Slack digest for #general - 2019-08-27

Apache Pulsar Slack Tue, 27 Aug 2019 02:11:36 -0700

2019-08-26 09:15:33 UTC - Ali Ahmed: @Emanuel what’s your use case for that ?
----
2019-08-26 09:36:23 UTC - Poule: the POST to create a new function gives me a 
415 Unsupported Media type, what am I missing
----
2019-08-26 09:55:36 UTC - tuteng: Please set http header headers: { 
'Content-Type': 'multipart/form-data' },  or headers: { 'Content-Type': 
'application/json' },
----
2019-08-26 10:52:34 UTC - Emanuel: @Ali Ahmed I need additional historical data 
in my stream processing to choose the sink topic . For that I need to query 
historical events in different topics 
----
2019-08-26 10:53:11 UTC - Emanuel: I can find a lot of examples about pulsar 
sql but none of the are practical nature 
----
2019-08-26 16:34:17 UTC - Addison Higham: hrm... in regards to 
<https://github.com/apache/pulsar/issues/4448>, does that mean it should mostly 
just be bumping the dependencies? And if not, can I uses the non-bundled 
zookeeper and still have it work with 3.5? For my global ZK, I really want to 
use TLS for server-server communication. Trying to figure out easiest way there
----
2019-08-26 17:09:59 UTC - Raman Gupta: Thanks, I didn't wait that long. Good to 
know.
----
2019-08-26 17:10:48 UTC - Raman Gupta: I also wrongly assumed that when I 
explicitly refreshed. the dashboard would get the latest stats.
----
2019-08-26 17:49:11 UTC - Raman Gupta: Regarding the backlog metric, is there a 
way to differentiate between old messages that have not been acked vs new 
messages that have not been acked? The former may indicate a poison-pill issue 
or similar problem that needs to be looked into, whereas the latter is probably 
just ongoing normal processing.
----
2019-08-26 17:49:26 UTC - Raman Gupta: Couple more questions as I am updating 
the kafka migration doc 
(<https://docs.google.com/document/d/11lw2cFABwZvqHi-l20Zm2fe1BsQ2F6D5MzxFwbBuN5Y/edit>)
 I have been working on:
1) if I want to do things like combining streams together via a streams 
framework, I would have to use something like Flink. Heron, or Spark right?
2) Is there any plan to create / contribute a Beam I/O transform for Pulsar 
(<https://beam.apache.org/documentation/io/built-in/>)
----
2019-08-26 17:51:47 UTC - Matteo Merli: It should be. As mentioned, we found a 
couple of compat issues in ZK 3.5 that would prevent the ability to rollback to 
3.4, though we fixed them through AOJ hacks
----
2019-08-26 17:52:58 UTC - Sijie Guo: if you use `topics stats-internal` to 
retrieve the internal stats per topic, you can see the last mark delete 
position. that can probably help you understand if your cursor is moving or 
not, which can indicate if there is a poision-pill issue.

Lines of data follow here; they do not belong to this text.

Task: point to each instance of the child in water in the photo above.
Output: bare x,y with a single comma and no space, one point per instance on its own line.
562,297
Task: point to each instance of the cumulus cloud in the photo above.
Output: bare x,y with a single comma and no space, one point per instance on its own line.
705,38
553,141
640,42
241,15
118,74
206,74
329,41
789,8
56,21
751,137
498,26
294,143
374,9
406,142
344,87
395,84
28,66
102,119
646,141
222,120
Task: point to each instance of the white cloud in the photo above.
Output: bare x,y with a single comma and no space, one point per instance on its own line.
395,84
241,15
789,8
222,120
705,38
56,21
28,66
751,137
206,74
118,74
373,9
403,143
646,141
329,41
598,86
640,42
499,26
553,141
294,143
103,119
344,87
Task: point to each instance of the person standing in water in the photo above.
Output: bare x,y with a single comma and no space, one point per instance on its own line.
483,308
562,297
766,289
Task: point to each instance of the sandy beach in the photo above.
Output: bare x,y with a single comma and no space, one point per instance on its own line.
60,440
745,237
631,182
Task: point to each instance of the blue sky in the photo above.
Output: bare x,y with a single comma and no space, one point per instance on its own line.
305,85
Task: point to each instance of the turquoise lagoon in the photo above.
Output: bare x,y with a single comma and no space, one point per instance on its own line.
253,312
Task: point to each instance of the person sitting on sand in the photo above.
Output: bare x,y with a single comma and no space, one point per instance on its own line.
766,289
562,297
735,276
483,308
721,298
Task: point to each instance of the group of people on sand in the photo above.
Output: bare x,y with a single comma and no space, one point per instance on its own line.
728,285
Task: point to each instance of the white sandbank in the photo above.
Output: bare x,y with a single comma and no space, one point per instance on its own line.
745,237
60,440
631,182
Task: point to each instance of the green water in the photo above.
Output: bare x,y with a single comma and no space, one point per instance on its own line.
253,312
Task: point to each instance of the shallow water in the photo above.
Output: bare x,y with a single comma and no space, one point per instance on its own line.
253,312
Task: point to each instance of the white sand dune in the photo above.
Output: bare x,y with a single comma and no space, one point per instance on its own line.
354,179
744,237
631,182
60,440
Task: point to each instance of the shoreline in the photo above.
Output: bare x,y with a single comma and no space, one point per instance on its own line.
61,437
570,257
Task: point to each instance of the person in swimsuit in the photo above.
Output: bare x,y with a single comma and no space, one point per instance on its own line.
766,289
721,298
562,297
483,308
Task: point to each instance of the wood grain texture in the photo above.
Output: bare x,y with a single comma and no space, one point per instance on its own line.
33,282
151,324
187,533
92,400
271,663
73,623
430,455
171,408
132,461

Also you can use a Dead-Letter-Topic to handle poison-pill issues.
+1 : Raman Gupta
----
2019-08-26 17:53:00 UTC - Addison Higham: it appears to be building... mostly I 
am debating if I should ship my own docker image with using embedded zk 3.5 or 
roll my own... should be really easy to backport onto 2.4 and just get that one 
change
----
2019-08-26 17:54:18 UTC - Matteo Merli: The only reason we rolled back 3.5 
-&gt; 3.4 was because of the `-beta` tag in the version
----
2019-08-26 17:56:31 UTC - Addison Higham: I noticed a few other code changes 
with the downgrade (or maybe I am getting confused with the BK change) but 
didn't trace it all down. I can confirm it at least builds, running tests now. 
Will submit a CR for it against master and then backport to my own 2.4 branch, 
I don't imagine you want that for 2.4 release?
----
2019-08-26 17:57:11 UTC - Matteo Merli: Yes, that would go for 2.5, only 
bugfixes for 2.4.1
----
2019-08-26 17:57:16 UTC - Sijie Guo: &gt;  if I want to do things like 
combining streams together via a streams framework, I would have to use 
something like Flink. Heron, or Spark right?

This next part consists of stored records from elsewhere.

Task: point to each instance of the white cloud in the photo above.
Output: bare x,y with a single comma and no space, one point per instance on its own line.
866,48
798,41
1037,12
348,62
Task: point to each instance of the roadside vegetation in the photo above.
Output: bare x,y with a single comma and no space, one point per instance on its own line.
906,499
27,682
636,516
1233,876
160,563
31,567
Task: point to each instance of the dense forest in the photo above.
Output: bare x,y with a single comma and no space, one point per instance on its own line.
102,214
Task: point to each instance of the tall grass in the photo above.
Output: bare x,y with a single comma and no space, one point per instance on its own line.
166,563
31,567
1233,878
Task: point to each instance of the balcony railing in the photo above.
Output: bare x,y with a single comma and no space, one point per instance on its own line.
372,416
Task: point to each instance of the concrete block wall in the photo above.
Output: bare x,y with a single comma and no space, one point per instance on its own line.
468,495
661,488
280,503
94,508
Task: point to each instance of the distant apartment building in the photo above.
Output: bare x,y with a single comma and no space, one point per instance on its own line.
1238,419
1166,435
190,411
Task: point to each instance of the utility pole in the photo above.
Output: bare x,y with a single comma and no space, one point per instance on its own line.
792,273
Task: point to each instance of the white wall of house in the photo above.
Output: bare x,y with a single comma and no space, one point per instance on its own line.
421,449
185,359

If your processing logic is simple enough, Pulsar Functions is probably a good 
candidate to explore.

Otherwise, you might have to consider a streaming framework like Flink or Spark.

Also FYI we are working a feature called  KoP (Kafka-on-Pulsar), which aims at 
providing Kafka compatibility at protocol level. It means if you already have 
KStream applications, you can seamlessly use Pulsar without rewriting your 
kstream applications.

&gt; 2) Is there any plan to create / contribute a Beam I/O transform for 
Pulsar (<https://beam.apache.org/documentation/io/built-in/>)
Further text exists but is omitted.